Jens Axboe led a session on the block I/O subsystem which, of course, has been massively reworked in the 2.5 series. His talk concentrated on the issues that remain to be resolved.

One of those issues is ordered writes and barriers. Journaling filesystems need, at times, to be sure that certain operations have completed before others can be started. Without write barriers, the transactional nature of the filesystem is lost. The infrastructure for write barriers is there now; what remains is to push the implementation down into the block drivers. For IDE drives, this will be done with cache flushes before and after the barrier. For SCSI drives, ordered tags can be used. That requires, however, that the SCSI layer use the generic tag code which has been implemented in the block layer; that work is in progress.

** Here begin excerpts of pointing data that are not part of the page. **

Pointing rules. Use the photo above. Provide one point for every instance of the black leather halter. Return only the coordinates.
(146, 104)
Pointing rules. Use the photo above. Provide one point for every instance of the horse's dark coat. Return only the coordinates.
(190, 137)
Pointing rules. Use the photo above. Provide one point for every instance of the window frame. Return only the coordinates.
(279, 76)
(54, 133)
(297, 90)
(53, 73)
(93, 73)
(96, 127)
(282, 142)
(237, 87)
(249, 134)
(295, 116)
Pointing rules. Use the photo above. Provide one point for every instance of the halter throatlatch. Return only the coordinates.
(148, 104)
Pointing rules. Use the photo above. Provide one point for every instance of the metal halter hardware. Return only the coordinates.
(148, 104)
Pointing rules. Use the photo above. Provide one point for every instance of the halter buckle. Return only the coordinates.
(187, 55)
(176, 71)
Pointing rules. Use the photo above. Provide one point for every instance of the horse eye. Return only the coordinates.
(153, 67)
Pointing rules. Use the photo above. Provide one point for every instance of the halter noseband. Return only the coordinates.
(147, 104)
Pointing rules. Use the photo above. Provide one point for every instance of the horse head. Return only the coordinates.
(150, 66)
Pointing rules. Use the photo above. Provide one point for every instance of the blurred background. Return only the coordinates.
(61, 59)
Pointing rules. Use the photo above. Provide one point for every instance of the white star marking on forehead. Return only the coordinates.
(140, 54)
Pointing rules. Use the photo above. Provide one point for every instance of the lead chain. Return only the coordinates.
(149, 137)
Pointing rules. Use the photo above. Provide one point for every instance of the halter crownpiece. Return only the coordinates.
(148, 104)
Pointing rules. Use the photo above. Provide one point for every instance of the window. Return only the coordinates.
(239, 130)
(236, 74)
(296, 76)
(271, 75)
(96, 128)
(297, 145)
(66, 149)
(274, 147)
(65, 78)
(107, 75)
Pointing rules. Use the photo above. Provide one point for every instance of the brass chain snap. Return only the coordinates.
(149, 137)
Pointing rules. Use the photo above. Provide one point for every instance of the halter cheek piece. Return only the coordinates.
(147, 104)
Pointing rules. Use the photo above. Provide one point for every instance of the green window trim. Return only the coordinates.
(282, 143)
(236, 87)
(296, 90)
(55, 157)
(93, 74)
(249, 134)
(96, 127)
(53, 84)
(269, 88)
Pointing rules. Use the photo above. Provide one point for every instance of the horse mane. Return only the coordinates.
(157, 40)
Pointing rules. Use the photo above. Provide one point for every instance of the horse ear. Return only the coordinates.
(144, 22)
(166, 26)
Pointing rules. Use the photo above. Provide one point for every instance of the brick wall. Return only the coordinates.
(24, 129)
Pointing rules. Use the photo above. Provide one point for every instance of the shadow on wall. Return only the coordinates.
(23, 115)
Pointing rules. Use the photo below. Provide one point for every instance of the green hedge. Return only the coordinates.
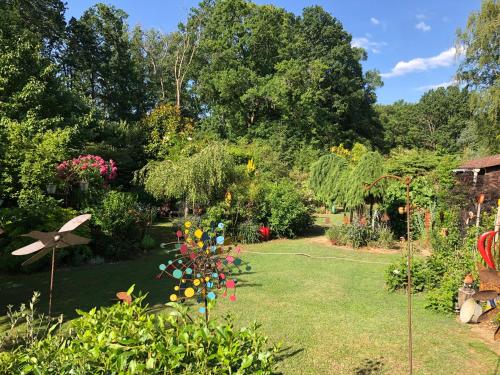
(128, 339)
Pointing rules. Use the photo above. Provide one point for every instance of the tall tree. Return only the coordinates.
(261, 70)
(480, 42)
(99, 61)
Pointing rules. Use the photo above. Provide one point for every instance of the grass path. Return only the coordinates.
(333, 316)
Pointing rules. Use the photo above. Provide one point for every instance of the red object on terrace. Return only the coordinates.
(484, 245)
(265, 233)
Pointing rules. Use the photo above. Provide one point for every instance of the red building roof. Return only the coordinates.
(486, 162)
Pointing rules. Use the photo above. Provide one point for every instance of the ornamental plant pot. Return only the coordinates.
(84, 185)
(51, 188)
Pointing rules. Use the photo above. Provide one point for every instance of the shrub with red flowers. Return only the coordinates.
(87, 168)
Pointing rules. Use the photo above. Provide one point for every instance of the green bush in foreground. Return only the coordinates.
(127, 339)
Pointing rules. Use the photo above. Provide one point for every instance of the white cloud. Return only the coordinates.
(422, 26)
(420, 64)
(368, 44)
(453, 82)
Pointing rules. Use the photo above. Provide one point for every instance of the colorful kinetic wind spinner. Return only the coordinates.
(205, 265)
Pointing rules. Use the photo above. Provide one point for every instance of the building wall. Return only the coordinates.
(490, 184)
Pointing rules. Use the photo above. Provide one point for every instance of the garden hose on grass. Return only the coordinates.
(318, 257)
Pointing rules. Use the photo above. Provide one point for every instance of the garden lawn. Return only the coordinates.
(333, 316)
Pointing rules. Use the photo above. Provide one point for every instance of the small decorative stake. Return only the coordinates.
(48, 241)
(204, 266)
(51, 188)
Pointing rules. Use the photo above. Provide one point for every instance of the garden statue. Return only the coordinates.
(489, 286)
(204, 265)
(48, 241)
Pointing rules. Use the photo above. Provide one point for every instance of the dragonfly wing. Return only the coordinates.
(37, 256)
(35, 246)
(70, 239)
(75, 223)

Multipage I/O still raises issues. Many I/O operations generated by the system are large; it is vastly preferable to keep them together so that they can be handled efficiently by the hardware. The problem is that, sometimes, the hardware can not handle large requests. Hardware limitations can come into play, or the block device could be a virtual device (a RAID or LVM device) which must split the request anyway.

One way of handling this problem is to split requests that turn out to be too large. But splitting is an ugly and inefficient process; it is best avoided. A better approach would be to involve the device driver in the construction of block I/O requests; a new interface would allow the requests to be built, page by page, with the driver telling the block layer when the request gets too large.

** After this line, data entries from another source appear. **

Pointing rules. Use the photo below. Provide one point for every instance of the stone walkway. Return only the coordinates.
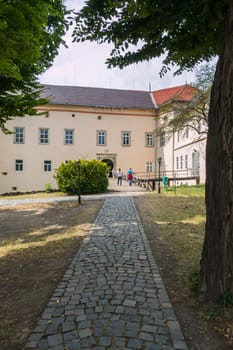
(112, 295)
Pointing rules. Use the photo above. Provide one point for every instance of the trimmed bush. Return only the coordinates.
(93, 177)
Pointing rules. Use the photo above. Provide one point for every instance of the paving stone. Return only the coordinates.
(112, 295)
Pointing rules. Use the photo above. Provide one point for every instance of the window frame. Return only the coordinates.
(126, 135)
(149, 167)
(21, 137)
(19, 165)
(149, 139)
(47, 166)
(43, 139)
(68, 136)
(101, 135)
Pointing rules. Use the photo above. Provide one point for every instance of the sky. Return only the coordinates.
(83, 64)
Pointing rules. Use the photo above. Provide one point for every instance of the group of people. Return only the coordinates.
(120, 176)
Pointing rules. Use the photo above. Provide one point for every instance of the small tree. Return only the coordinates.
(31, 33)
(93, 177)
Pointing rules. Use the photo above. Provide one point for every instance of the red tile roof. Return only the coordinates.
(177, 93)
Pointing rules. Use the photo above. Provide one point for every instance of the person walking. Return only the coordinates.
(119, 177)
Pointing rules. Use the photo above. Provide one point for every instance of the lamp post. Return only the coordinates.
(160, 162)
(79, 187)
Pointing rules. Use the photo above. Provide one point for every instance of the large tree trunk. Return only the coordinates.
(217, 257)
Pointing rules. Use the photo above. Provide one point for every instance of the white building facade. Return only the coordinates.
(115, 126)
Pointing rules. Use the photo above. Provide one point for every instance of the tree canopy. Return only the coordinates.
(30, 35)
(187, 32)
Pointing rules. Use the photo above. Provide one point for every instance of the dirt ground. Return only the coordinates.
(37, 245)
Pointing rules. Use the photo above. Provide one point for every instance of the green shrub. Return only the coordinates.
(93, 177)
(48, 187)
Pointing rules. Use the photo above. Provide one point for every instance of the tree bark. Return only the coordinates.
(216, 275)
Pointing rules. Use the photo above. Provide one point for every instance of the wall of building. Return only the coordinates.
(85, 122)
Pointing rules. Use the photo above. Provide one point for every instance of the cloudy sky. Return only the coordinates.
(83, 64)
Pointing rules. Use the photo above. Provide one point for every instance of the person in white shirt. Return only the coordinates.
(119, 177)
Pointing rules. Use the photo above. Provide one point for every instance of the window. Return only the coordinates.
(181, 162)
(19, 165)
(101, 138)
(149, 167)
(186, 161)
(149, 139)
(19, 135)
(69, 137)
(44, 136)
(125, 138)
(47, 165)
(162, 140)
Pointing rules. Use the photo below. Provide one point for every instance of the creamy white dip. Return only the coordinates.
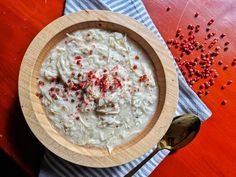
(98, 88)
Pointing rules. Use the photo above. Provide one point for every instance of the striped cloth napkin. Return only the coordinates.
(53, 165)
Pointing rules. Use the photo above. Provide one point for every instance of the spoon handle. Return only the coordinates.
(135, 169)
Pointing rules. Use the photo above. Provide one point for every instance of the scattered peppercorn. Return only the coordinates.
(220, 62)
(196, 14)
(224, 102)
(229, 82)
(222, 35)
(223, 87)
(225, 67)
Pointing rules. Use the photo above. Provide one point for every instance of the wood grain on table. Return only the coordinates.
(212, 153)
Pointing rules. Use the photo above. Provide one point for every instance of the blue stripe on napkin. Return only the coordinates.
(54, 166)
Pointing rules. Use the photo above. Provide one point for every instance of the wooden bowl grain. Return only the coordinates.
(39, 123)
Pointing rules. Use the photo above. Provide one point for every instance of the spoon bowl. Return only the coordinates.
(181, 132)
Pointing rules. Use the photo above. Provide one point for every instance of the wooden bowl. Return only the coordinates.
(39, 123)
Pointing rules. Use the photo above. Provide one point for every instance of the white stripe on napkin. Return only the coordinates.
(188, 101)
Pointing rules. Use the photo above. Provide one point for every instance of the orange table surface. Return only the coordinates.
(212, 153)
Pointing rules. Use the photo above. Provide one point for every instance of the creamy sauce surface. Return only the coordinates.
(98, 88)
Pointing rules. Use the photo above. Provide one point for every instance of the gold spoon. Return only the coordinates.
(181, 132)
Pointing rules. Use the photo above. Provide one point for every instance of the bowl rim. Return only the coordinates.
(125, 155)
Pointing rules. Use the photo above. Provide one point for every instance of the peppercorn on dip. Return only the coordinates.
(98, 88)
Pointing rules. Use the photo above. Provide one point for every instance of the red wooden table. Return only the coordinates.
(213, 151)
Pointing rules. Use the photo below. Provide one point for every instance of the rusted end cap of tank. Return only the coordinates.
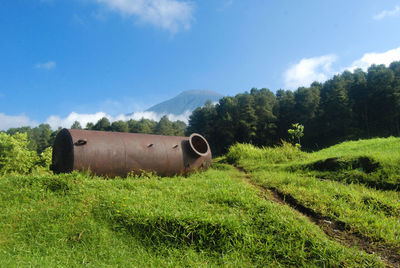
(63, 152)
(199, 145)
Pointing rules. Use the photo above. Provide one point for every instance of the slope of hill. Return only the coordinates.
(267, 209)
(186, 101)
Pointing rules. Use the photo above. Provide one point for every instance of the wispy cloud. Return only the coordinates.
(10, 121)
(368, 59)
(309, 70)
(225, 5)
(320, 69)
(46, 65)
(171, 15)
(56, 121)
(387, 13)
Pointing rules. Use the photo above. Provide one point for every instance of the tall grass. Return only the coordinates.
(206, 219)
(348, 182)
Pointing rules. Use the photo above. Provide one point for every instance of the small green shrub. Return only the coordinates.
(272, 155)
(15, 157)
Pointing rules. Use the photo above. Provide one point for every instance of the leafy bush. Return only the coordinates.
(15, 157)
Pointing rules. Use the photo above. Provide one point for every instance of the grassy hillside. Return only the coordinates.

Even then, though, it seems that splitting may be necessary in some situations. The remaining cases could probably be solved in a simple way, however; the offending request could just be resubmitted one sector at a time. This solution is slow, but it shouldn't be needed that often.

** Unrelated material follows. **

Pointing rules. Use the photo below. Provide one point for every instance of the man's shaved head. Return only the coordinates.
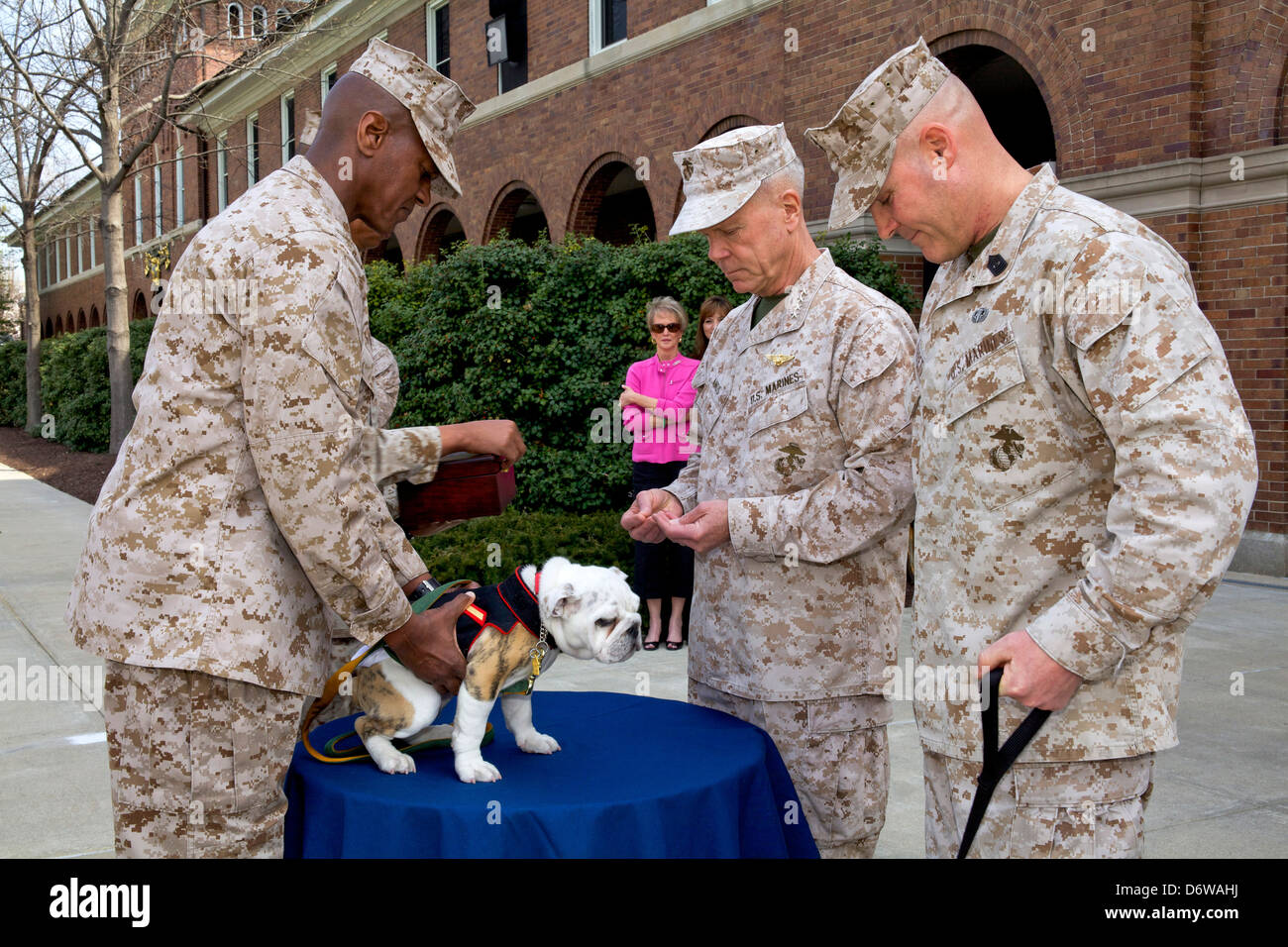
(351, 98)
(951, 180)
(372, 154)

Unlike the rest of the block I/O subsystem, I/O scheduling remains essentially unchanged since 2.4. The current elevator code works well in most situations, but one can always try to do better. Jens has been experimenting with a variation of the scheduler which would enforce an upper bound on the latency for any given request. The modified elevator can guarantee that any request will be executed within one second, with a 3% performance penalty. Lowering the deadline to 100ms raises the performance hit to 8%. Most people seemed to think that this penalty was acceptible. Future work could include prioritizing requests and "anticipatory scheduling" - delaying read requests slightly in the hope that they can be clustered with other requests.

Finally, the task of removing buffer heads from the block I/O subsystem continues.

Tomorrow's sessions

The second day will include sessions on database performance, the HP kernel wishlist (presented by Bdale Garbee), the Loadable Security Module, asynchronous I/O, SCSI, and the overall goals for 2.6 and "improving the release engineering process." Stay tuned for our coverage of these discussions.

(Update: that coverage may now be found on this page).

Index entries for this article
Kernel	Kernel Summit
Conference	Kernel Summit/2002

(Log in to post comments)

Great article!

Posted Jun 25, 2002 17:57 UTC (Tue) by cpeterso (guest, #305) [Link]

This is why I having been reading LWN's kernel news for years! The kernel articles are always concise and intelligent, but still include plenty of juicy technical information. Good job. I don't have the time or patience to wade through the linux-kernel mailing list, but I love to read about the design decisions (and arguments ;-) of the Linux kernel developers.

Great article!

Posted Jun 25, 2002 19:14 UTC (Tue) by TheOneKEA (guest, #615) [Link]

Agreed. I also enjoyed this article very much. It was very clear and explained the happenings of OLS very well. Another great article from LWN.